Concretely, redesign tends to move in a few directions at once:
- Collapse the hand-offs. Much of a human workflow is context being re-gathered as work passes between people. An agent that already has full context before the interaction begins can resolve on the first turn what used to take three hand-offs — but only if you remove the hand-offs, not preserve them.
- Move the human from the loop to the edge. Instead of a person reviewing every item, a person defines the bounds and handles the exceptions the agent gates to them. Oversight shifts from per-item to per-policy.
- Design for the agent's failure modes, not a human's. Humans get tired and inconsistent; agents fail differently — confidently, at the edges, in ways a good workflow catches with gates and audits rather than with a second reviewer.

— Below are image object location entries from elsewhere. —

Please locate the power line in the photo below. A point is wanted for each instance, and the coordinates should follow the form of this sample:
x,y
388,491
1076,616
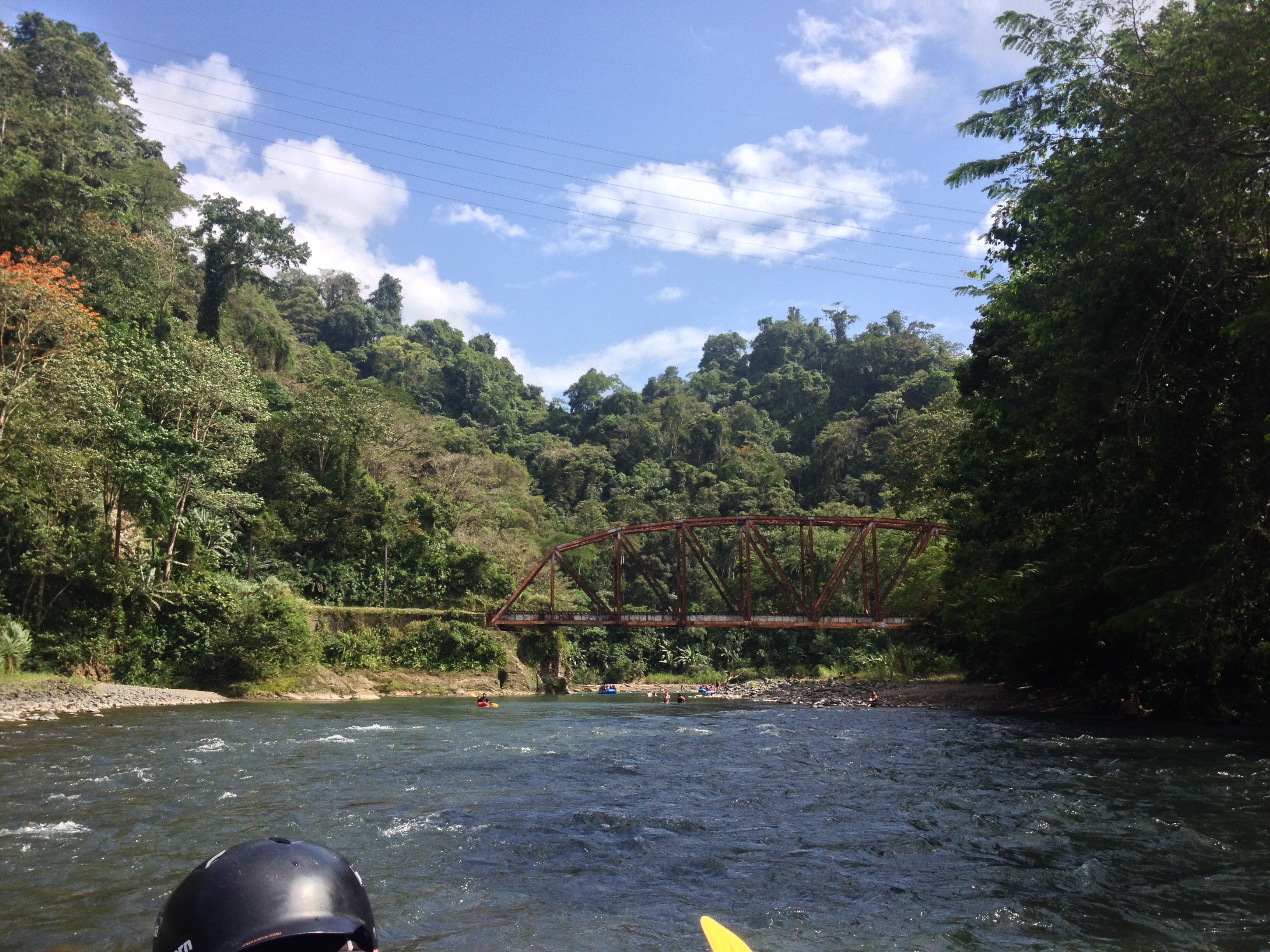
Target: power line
x,y
563,208
478,122
640,205
523,165
766,259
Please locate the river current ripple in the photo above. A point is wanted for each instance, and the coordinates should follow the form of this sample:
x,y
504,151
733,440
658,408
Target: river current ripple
x,y
615,823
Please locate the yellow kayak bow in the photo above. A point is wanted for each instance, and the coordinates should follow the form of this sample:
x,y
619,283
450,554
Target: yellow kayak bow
x,y
721,937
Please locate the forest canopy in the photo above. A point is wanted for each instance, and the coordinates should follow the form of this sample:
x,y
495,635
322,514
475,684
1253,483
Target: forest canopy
x,y
196,431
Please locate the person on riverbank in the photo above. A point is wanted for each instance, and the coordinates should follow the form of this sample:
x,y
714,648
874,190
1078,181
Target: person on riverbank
x,y
1131,707
251,895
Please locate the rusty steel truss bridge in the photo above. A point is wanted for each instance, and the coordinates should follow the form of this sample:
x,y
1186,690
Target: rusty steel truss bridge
x,y
749,572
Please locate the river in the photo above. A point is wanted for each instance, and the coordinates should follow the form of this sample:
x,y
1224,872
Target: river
x,y
615,823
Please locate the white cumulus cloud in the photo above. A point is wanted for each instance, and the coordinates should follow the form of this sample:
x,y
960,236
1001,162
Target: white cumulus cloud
x,y
865,60
976,239
744,208
493,224
629,360
667,294
335,200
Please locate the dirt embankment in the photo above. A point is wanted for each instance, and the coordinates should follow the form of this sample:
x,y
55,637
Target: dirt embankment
x,y
326,684
49,700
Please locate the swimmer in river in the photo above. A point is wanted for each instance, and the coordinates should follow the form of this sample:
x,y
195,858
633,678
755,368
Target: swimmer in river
x,y
280,876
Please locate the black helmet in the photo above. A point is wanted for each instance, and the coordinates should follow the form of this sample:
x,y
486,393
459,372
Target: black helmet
x,y
265,893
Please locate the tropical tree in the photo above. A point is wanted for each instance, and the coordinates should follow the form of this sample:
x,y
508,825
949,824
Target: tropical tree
x,y
237,244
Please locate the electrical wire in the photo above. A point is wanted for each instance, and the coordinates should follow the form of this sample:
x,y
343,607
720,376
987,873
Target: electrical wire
x,y
640,205
478,122
620,233
563,208
523,165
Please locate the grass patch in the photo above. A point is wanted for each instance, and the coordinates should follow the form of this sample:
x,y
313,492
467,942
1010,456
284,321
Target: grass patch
x,y
279,684
36,677
707,676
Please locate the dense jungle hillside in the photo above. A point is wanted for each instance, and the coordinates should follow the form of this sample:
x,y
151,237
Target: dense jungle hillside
x,y
195,429
197,433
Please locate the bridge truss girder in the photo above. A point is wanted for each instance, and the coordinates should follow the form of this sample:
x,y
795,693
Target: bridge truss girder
x,y
808,602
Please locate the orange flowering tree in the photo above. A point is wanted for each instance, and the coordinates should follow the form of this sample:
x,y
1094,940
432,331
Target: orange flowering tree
x,y
42,322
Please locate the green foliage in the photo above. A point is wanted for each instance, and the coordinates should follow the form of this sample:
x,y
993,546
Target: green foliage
x,y
447,647
237,244
433,645
1114,465
14,645
228,427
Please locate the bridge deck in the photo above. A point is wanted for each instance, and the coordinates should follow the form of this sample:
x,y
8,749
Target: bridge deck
x,y
663,620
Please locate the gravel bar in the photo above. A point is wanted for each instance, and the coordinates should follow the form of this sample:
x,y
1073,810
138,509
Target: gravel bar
x,y
54,698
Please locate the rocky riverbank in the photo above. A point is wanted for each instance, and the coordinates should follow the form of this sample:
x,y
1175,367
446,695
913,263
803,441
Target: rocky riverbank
x,y
948,696
53,698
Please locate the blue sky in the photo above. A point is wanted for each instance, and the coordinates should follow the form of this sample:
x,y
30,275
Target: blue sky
x,y
593,184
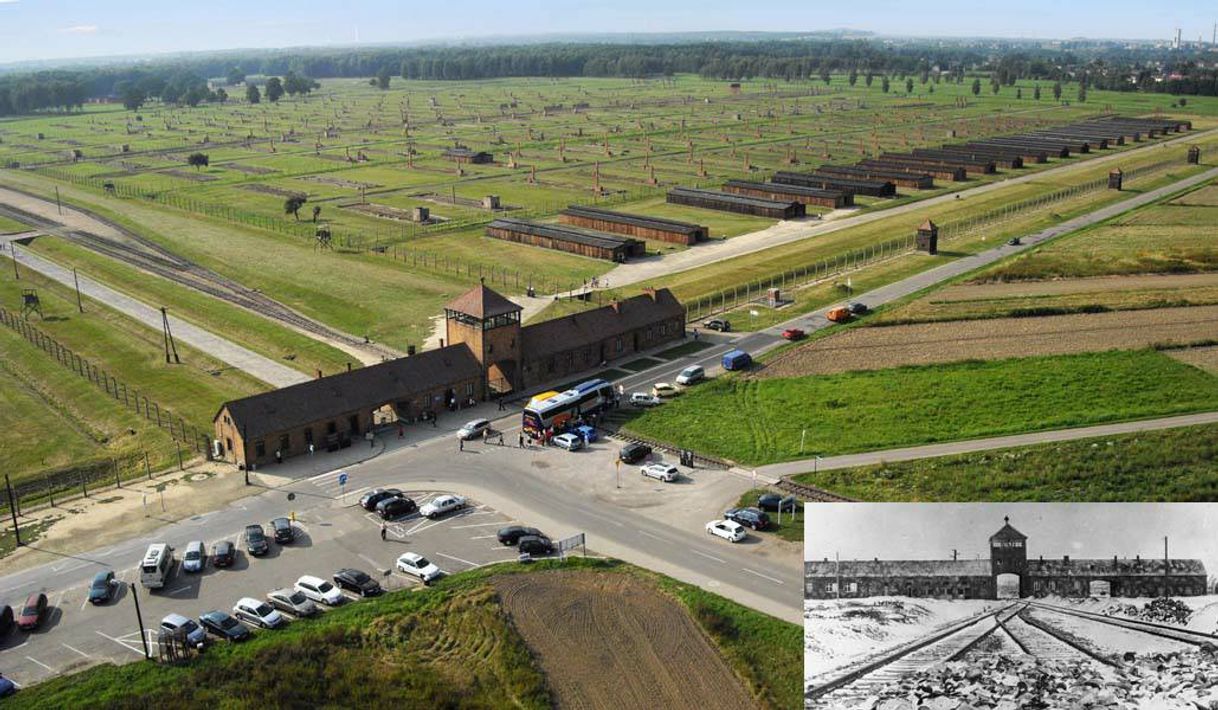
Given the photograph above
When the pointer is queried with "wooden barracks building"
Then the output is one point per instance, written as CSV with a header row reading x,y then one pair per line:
x,y
1007,574
486,353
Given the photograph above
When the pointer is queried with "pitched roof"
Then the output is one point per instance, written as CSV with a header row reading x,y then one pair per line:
x,y
898,569
581,329
481,302
363,389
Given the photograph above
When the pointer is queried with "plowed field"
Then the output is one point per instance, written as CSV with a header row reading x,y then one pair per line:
x,y
613,641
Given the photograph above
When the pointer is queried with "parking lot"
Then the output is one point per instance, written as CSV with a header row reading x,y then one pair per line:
x,y
76,633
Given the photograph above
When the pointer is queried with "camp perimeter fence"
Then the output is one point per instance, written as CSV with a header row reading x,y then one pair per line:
x,y
188,435
756,290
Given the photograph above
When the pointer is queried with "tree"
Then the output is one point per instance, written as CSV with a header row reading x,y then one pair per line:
x,y
274,89
292,205
197,160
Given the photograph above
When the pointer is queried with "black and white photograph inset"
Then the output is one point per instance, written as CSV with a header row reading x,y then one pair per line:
x,y
1011,605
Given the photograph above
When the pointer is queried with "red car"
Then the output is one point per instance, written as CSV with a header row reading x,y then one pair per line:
x,y
32,613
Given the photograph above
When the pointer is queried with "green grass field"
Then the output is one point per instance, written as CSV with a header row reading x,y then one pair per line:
x,y
763,420
1177,464
450,646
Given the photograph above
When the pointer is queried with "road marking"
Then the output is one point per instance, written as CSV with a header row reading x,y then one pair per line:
x,y
763,576
76,649
458,559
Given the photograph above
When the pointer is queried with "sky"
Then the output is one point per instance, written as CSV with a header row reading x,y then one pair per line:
x,y
46,29
927,531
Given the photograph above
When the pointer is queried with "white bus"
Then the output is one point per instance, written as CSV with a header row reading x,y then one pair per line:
x,y
156,565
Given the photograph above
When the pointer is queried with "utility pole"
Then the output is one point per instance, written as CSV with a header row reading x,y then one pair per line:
x,y
12,509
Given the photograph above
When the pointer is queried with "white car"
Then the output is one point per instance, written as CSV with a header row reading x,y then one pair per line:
x,y
664,390
474,429
319,590
258,613
644,400
415,564
660,471
442,504
728,530
569,441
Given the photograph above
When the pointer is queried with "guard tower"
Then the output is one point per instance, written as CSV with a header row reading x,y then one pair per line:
x,y
1009,559
490,325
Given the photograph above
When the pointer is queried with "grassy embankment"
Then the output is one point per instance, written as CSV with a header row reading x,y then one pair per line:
x,y
442,647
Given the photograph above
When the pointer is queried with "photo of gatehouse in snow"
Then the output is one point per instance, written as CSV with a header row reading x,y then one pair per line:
x,y
1011,605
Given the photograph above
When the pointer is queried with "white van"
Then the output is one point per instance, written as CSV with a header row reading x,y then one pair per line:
x,y
156,565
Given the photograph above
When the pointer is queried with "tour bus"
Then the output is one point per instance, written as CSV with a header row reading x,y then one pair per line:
x,y
558,411
156,565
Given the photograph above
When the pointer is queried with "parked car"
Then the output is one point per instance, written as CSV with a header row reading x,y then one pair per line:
x,y
319,591
372,498
442,504
223,554
569,441
535,544
193,632
396,507
692,375
357,581
409,563
776,502
664,390
292,601
33,613
256,542
643,400
728,530
258,613
660,471
474,429
102,587
749,516
512,534
195,557
224,626
283,530
633,452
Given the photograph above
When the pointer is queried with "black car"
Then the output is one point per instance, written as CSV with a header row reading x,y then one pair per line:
x,y
224,626
512,534
356,581
223,554
372,498
776,502
256,542
749,518
535,544
396,507
102,587
283,530
633,452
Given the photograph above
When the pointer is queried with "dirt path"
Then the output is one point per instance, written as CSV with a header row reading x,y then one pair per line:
x,y
614,641
870,348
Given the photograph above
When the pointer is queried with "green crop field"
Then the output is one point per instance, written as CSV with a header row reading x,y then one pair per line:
x,y
764,420
1175,464
432,647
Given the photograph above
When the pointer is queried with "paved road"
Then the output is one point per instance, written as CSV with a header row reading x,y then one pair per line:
x,y
222,348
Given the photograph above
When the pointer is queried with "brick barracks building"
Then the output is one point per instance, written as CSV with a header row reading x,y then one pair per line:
x,y
486,353
1007,574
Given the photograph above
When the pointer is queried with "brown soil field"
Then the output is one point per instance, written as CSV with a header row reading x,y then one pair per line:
x,y
614,641
872,348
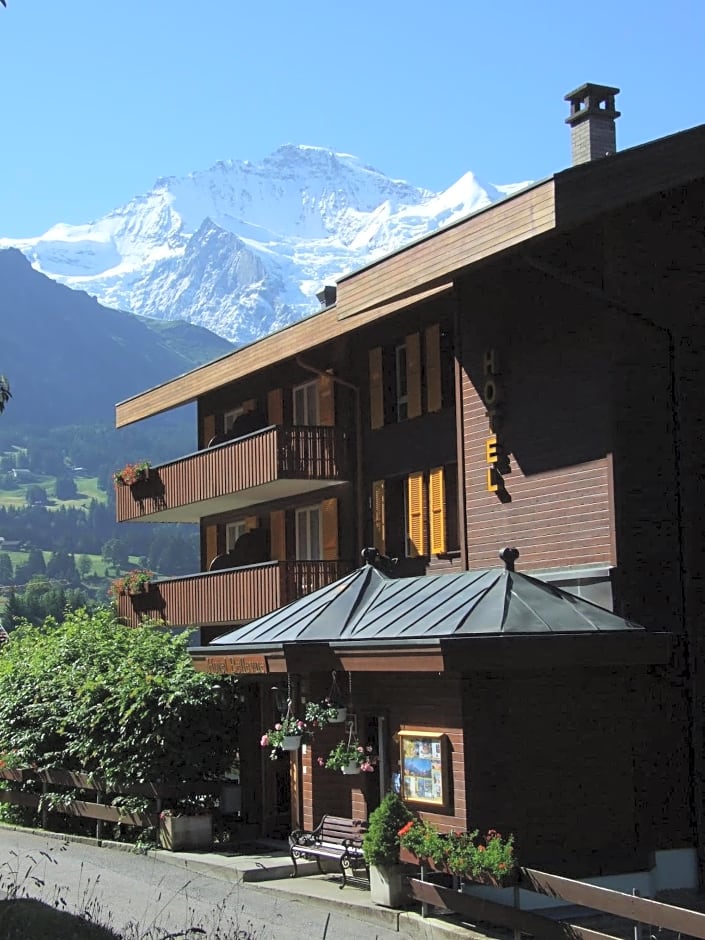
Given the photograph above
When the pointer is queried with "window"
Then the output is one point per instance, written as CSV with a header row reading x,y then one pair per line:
x,y
402,386
306,403
230,417
233,531
308,534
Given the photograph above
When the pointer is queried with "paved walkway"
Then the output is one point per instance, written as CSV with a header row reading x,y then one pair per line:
x,y
269,865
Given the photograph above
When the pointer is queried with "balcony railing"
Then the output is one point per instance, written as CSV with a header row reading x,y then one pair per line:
x,y
259,467
233,596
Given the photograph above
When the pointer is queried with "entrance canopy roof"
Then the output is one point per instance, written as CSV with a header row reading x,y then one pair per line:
x,y
368,606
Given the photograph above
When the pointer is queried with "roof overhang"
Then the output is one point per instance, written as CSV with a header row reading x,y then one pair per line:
x,y
457,656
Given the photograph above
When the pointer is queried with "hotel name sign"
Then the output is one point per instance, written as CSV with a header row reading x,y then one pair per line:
x,y
495,455
232,665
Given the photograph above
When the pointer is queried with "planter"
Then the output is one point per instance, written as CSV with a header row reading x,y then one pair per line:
x,y
182,833
388,885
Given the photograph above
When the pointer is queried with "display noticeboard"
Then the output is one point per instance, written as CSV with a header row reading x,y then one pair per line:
x,y
424,767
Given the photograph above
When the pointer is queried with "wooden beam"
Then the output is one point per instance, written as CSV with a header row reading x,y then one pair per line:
x,y
481,910
640,910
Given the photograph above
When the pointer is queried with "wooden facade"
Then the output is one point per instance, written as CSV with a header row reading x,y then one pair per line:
x,y
531,376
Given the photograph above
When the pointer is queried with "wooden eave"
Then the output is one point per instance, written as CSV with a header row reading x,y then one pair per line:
x,y
432,264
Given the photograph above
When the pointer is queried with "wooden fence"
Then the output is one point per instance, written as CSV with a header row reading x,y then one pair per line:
x,y
640,911
54,783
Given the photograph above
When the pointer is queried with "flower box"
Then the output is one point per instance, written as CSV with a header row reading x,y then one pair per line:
x,y
184,833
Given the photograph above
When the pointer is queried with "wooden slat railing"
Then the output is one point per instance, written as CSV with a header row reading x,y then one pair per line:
x,y
246,463
234,595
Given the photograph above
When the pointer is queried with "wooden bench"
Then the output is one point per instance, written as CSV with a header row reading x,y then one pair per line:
x,y
335,838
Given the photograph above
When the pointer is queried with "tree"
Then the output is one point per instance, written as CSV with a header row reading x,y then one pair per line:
x,y
36,495
94,695
7,573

Bounded authority as the enabling constraint
The counterintuitive part is that the constraint is what unlocks the gain. An agent you can trust to act unsupervised is one whose authority is narrow, explicit, and logged — read this order, refund up to this limit, and nothing more. That boundedness is what lets you take the human out of the per-item loop, which is where the throughput actually comes from. Teams that refuse to draw the bounds keep a human checking everything, and a human checking everything is the old workflow with extra steps. The bound is not a limitation on the agent; it is the thing that makes the redesign safe enough to ship.
Where the gains show up
When the workflow is rebuilt rather than retrofitted, the numbers stop being marginal. Coverage goes to 24/7 without a night shift. First-contact resolution rises because the agent completes the task instead of routing it. Handle time on routine work falls, and the humans you kept are spent on judgment rather than triage. None of that comes from the agent being clever. It comes from the process being redrawn so the agent's strengths are load-bearing and its weaknesses are gated.
The uncomfortable conclusion for anyone hoping to sprinkle agents onto the org chart: the productivity of agentic AI is not a property of the agent. It is a property of the workflow you are willing to redesign around it. Do the redesign and the gains are real. Skip it, and the agent — however capable — does nothing that shows up where it counts.